Au lendemain de cette annonce du Premier ministre, plusieurs acteurs politiques doutent de la sincérité de la main tendue du Gouvernement. C’est le cas de l’honorable Mamadou Sylla, président du parti UDG.
“Moi je crois qu’un Gouvernement, c’est prévoir. Et le Gouvernement ne peut pas attendre jusqu’à ce qu’il soit dos au mur. On a eu presque dix(10) mois de transition et depuis le premier jour, la classe politique n’a demandé que cela. Je ne sais pas pourquoi ils (Gouvernement et CNRD ndlr) ont attendu tout ce temps-là pour annoncer cela. Si on avait commencé cela dès le départ, peut-être aujourd’hui, on aurait fini avec ça”, a lancé le patron du Futerelec Holding.

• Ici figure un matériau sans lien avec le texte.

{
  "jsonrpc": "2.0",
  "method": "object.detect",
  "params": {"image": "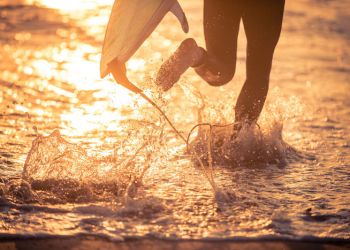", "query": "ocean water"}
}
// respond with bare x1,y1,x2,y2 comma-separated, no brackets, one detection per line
0,0,349,241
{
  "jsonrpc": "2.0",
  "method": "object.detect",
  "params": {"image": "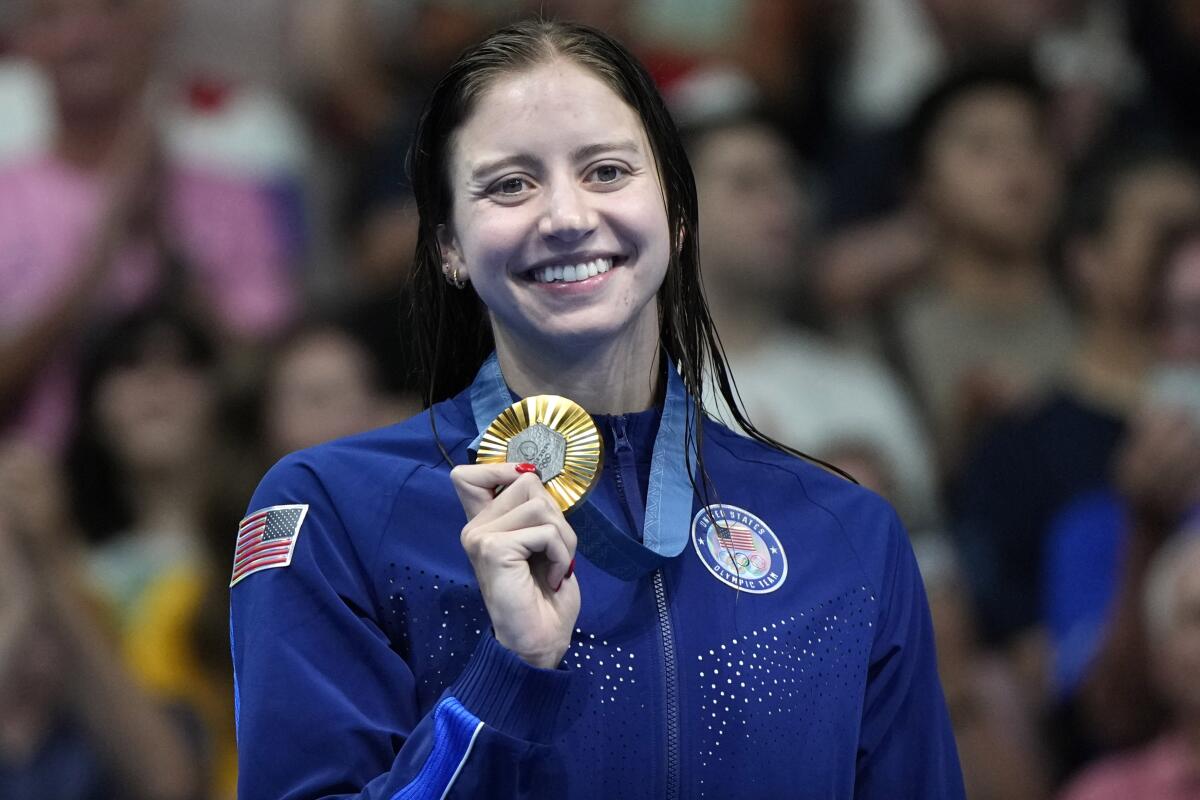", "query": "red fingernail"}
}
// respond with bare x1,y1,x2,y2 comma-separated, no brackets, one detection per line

Plus loin, l’homme d’affaires dit souhaiter que ce cadre de dialogue soit inclusif, en associant tous les acteurs politiques et sociaux de la Guinée.
“A 48 heures de la marche du FNDC, on ne devrait pas en arriver là, on devrait éviter qu’on dise qu’il a fallu que la pression soit là pour qu’ils puissent céder. Et c’est ce qu’on dit, maintenant, comment arrêter toute cette machine à 48 heures ? C’est quand-même impossible”, a lâché El hadj Mamadou Sylla.